Anton raises a good point ... track-to-track conductivity could be an issue with older track. Do you have a Dremel? If so, use a disc wire brush fitting (about the size of a quarter) to buff-clean the sides of the ends of each rail in way of where the track joiners will go. Cleaning up oxidation here (and new joiners, per Anton) could help quite a bit.

I've found that Goo-Gone on a Q-tip does a good job of cleaning gunk off of loco gears, brushes, etc.

TJ


----------



## stuart (Jun 12, 2010)

I have been doing alot of reading on this site and dcc seems to be the way to go. Instead on spending all my time cleaning my track and repairing my engine, what if I switched to dcc. Would this eliminate my rusty track problem? I am frustrated and thinking about starting over again anyhow. If I need to remove all my track to change connectors as someone suggested, I might as well start over. Any thoughts?


----------



## tankist (Jun 11, 2009)

if the track is nickel Silver, keep it.
DCC is excellent (but not cheap) way to go if your goal is to independently control more then 1 engine simultaneously. whether this is financially feasable on 4x8 i don't know, just how many engines can you run at once without interrupting on your layout? even if you want souond engines, you still can do it on DC. but again DCC is sure nice

However it will not solve poor running problem. you really want well running engine with modern motor that pulls minimum power.


----------



## dozer (Jan 2, 2010)

tankist said:


> However it will not solve poor running problem. you really want well running engine with modern motor that pulls minimum power.
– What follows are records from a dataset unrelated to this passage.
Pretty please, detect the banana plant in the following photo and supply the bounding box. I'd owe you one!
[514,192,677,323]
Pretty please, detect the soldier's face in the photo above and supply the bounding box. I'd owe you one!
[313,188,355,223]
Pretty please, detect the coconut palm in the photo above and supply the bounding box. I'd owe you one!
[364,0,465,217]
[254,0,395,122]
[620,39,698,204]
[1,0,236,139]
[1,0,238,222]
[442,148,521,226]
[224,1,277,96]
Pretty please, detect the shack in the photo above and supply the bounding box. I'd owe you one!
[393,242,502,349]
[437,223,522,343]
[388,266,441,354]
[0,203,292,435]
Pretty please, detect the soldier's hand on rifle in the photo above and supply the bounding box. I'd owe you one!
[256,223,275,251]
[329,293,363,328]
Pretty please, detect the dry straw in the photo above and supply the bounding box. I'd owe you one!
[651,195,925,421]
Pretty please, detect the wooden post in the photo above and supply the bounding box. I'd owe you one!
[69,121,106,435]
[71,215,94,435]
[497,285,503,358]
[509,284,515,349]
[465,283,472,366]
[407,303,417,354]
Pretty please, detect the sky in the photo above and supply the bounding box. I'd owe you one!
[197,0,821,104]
 I think this is an excellent, important often over looked point. DCC will NOT fix anything, in fact it will usually harbor and expose poor track and make things work worse.


----------



## stuart (Jun 12, 2010)

Finally got to the local hobby shop. Bought an eraser type track cleaner and took loco apart and cleaned and oiled it. It runs alot better than before. I now have to go over the track where the trains derail. Now i'm getting into it! Can someone suggest what guage wire to use so I can wire my switchs and other accessories I have.


----------